Auch ohne technisches Fachwissen liegt der Schluss nahe, dass sich eine Batterie dieser Größe – sie besteht ohnehin aus vielen einzelnen Modulen – ohne Weiteres in einem der beiden Kühltürme hätte unterbringen lassen. Was offenbar fehlte, war weniger der Platz als der Wille.
Man muß sich natürlich auch klar darüber sein, dass die AKWs letztlich auch mit unseren Steuergeldern
finanziert worden sind. Unsere Nachkommen dürften viele Gründe haben, sich über uns lustig zu machen. Die Schildbürger waren wirklich schlauer, weil sie das Licht in Säcken verpackten statt ihr Rathaus zu sprengen ….

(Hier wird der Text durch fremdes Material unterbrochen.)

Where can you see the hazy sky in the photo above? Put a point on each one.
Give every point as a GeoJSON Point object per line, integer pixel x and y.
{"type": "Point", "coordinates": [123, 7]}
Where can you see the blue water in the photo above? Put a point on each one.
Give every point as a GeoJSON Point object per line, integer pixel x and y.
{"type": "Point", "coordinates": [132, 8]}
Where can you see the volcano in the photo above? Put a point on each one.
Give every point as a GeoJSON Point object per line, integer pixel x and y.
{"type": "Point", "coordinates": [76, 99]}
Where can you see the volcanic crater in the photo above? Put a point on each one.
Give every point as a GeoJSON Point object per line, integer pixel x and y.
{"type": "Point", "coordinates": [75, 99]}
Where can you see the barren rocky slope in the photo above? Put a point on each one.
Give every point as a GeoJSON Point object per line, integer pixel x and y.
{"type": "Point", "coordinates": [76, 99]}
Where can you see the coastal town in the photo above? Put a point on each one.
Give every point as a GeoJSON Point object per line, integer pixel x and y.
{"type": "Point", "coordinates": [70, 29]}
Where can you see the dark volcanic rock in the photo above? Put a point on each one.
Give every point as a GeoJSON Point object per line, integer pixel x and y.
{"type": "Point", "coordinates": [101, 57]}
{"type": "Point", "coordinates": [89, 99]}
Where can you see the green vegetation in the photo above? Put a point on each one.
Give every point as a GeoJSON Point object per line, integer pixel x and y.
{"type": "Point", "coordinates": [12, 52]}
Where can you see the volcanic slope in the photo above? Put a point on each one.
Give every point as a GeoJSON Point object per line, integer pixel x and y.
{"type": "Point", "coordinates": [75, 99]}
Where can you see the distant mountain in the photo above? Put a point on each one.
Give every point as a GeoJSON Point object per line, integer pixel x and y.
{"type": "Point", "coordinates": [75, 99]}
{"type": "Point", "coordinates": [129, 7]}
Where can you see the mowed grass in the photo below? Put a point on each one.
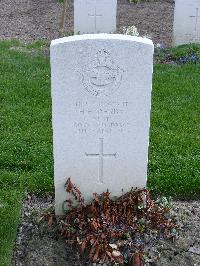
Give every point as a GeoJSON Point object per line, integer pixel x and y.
{"type": "Point", "coordinates": [26, 161]}
{"type": "Point", "coordinates": [26, 137]}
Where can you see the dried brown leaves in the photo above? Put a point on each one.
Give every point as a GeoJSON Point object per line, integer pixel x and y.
{"type": "Point", "coordinates": [104, 229]}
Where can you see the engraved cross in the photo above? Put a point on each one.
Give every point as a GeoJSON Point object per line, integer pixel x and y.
{"type": "Point", "coordinates": [197, 22]}
{"type": "Point", "coordinates": [95, 15]}
{"type": "Point", "coordinates": [101, 156]}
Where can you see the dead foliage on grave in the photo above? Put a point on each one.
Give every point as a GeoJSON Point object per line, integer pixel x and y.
{"type": "Point", "coordinates": [107, 229]}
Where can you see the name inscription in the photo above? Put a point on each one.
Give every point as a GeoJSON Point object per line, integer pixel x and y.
{"type": "Point", "coordinates": [102, 118]}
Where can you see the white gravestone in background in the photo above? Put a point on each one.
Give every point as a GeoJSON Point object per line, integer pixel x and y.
{"type": "Point", "coordinates": [186, 22]}
{"type": "Point", "coordinates": [95, 16]}
{"type": "Point", "coordinates": [101, 96]}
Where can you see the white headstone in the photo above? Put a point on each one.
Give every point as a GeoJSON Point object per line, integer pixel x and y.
{"type": "Point", "coordinates": [101, 92]}
{"type": "Point", "coordinates": [95, 16]}
{"type": "Point", "coordinates": [186, 22]}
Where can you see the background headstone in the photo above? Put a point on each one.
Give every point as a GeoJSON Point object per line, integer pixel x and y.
{"type": "Point", "coordinates": [101, 93]}
{"type": "Point", "coordinates": [95, 16]}
{"type": "Point", "coordinates": [186, 22]}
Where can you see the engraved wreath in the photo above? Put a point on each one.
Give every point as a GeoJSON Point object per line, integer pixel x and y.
{"type": "Point", "coordinates": [104, 77]}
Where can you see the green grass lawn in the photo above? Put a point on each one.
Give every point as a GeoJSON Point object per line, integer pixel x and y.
{"type": "Point", "coordinates": [26, 138]}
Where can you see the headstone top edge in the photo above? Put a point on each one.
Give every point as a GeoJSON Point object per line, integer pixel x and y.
{"type": "Point", "coordinates": [102, 36]}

@Ostrovsky: Koste es, was es wolle?
@Michael Lorenz : Noch ein Hinweis auf Schilda: Bitte recherchieren Sie mal, was am 13. Januar 1977 im damals einzigen aktiven Block A des KKW Rundremmingen los war. Kurz zusammengafasst: Es kam zu einer Notabschaltung (Fachbegriff SCRAM), Zehn Minuten später stand das Reaktorgebäude unter drei Meter hohem, 80 °C heißem, radioaktivem Wasser. Meister Rörich sagt, das wäre infolge einer Fehlsteuerung durch Versagen eines Schnüffelstückes passiert und Werner lacht dazu. Herr Haferburg wird den im Osten üblichen Fachausdruck kennen: „Die Russen fahren Panzer“. Wladimir Wladimirowitsch möge mir verzeihen und der galaktische Rat gegen Nationalchauvinismus auch, aber so nannte man solche Ereignisse damals wirklich. Und ehrlich, keine zehn Jahre später, haben die ja selbst nochmal eine Drehzahl drauf gelegt. Nur, der Unterschied: in Gundremmingen hat man daraus eigentlich keine Lehren gezogen, weil bei den Schweden irgendwie nicht die Geigerzähler getickt haben, warum auch immer. In jedem anderen Land hätte sich da sicher der Bau der Blöcke B und C, die mit den 161m hohen Kühltürmen, VERZÖGERT. Nicht aber in Gundremmingen. Man hatte ja nichts falsch gemacht und hätte es jederzeit wieder so getan. Dass es keine Unterbrechung am Bau gab, nach dem 13. Januar 1977, zeigt, dass sich aus dem Desaster von Block A absolut keine Änderungen ergeben hatten. Man fuhr sozusagen mit dem Panzer geradeaus weiter in der Geschwindigkeit, die von der Vorsehung vorgeschrieben war. Dass es dort nicht wieder zu „Fehlsteuerungen“ kommen konnte, lag vielleicht daran, dass man danach beim Personal anders mit Notabschaltungen umging, aber MÖGLICH gewesen wären solche „Fehlsteuerungen“ technisch vermutlich weiterhin. Das war nur eben bei Block A so teuer, dass man da später schon aufgepasst hat.